The entire record shows that the controversy at the trial was not on this question at all, but the dispute was, whether a contract of sale of 7000 bushels of wheat, at $1.50 per bushel, was or was not agreed upon. The record does not show that this question of variance was raised even on the motion for a new trial in the court below.

Had this objection been made, it might have been obviated at once, by an amendment of the declaration. An objection which, if made at the trial, could easily have been obviated, ought not to prevail in this court, if raised here for the first time.

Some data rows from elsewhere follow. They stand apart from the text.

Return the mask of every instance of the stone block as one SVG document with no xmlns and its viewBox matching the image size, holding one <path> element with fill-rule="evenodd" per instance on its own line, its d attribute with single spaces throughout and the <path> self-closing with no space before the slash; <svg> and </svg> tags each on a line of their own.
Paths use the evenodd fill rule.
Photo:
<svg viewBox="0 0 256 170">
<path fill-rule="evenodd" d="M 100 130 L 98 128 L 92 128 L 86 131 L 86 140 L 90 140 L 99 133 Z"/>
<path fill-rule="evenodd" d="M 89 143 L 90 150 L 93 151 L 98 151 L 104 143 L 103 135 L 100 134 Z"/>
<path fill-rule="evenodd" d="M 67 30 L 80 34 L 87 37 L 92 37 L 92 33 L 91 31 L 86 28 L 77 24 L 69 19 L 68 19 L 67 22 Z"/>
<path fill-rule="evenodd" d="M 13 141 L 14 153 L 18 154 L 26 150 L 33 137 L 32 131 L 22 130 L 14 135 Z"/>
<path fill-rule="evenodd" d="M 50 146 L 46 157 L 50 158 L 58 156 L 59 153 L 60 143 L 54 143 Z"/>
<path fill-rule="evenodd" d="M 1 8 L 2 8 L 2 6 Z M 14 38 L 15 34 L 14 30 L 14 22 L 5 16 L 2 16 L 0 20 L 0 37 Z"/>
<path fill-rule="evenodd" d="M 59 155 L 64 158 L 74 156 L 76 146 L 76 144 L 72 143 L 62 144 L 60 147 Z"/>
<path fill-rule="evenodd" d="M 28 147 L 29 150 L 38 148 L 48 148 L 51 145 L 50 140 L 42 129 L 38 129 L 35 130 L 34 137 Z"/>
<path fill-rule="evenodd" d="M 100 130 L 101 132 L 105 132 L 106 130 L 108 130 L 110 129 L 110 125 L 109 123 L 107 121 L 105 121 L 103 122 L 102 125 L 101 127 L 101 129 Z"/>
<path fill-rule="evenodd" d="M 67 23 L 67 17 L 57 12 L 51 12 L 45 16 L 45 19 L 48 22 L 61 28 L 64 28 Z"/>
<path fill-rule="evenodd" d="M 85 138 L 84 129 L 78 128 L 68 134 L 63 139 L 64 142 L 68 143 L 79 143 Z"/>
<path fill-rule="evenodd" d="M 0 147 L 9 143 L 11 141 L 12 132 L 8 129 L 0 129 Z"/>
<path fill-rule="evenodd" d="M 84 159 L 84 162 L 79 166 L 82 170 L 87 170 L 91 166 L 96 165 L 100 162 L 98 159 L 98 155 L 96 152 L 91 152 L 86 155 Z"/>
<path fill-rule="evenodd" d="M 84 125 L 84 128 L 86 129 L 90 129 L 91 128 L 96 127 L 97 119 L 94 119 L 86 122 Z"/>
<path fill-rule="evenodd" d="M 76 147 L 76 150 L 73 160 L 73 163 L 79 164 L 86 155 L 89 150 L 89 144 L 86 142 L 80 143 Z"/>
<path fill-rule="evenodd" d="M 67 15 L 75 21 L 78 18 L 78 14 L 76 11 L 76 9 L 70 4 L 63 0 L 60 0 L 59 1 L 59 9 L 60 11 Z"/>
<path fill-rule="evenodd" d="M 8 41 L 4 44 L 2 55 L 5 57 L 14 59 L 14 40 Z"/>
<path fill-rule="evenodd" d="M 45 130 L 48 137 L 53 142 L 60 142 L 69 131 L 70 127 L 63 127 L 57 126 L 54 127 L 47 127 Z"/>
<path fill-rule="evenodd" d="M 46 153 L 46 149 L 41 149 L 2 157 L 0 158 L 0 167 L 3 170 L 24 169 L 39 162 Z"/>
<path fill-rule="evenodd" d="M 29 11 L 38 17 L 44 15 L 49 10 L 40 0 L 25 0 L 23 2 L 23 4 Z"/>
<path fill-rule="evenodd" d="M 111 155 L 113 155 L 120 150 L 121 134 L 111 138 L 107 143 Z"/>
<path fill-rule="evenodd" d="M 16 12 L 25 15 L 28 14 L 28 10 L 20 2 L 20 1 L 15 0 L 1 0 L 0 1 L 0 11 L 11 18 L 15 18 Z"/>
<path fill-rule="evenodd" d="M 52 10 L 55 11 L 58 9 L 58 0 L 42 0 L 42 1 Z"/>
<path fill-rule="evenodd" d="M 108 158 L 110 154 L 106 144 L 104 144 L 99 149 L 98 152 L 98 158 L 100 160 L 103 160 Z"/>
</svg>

‘ Finding no sufficient cause to reverse this judgment, it must be affirmed.

Judgment affirmed.

Mr. Justice Scott,

dissenting:

It is conceded, in the opinion of the majority of the court, there is a variance between the proofs and the declaration that would be fatal had the objection been taken at the trial in the court below.

One ground upon which the judgment is affirmed is, the objection was not made in the motion for a new trial. The motion for a new trial was in writing, and the seventh cause alleged is, “the proof does not sustain the declaration.” That is equivalent to saying there is a variance between the proofs and the declaration.

As it was a question of fact whether the proofs sustained the declaration, or whether there was a variance between them, defendant could not sooner make the objection, and he ought to be allowed the benefit of it in this court.

The instructions given seem to indicate the same objection was insisted on in the argument before the jury, but that fact *226can not be shown in the record. The formal objection would more appropriately appear as it does in the motion for a new trial.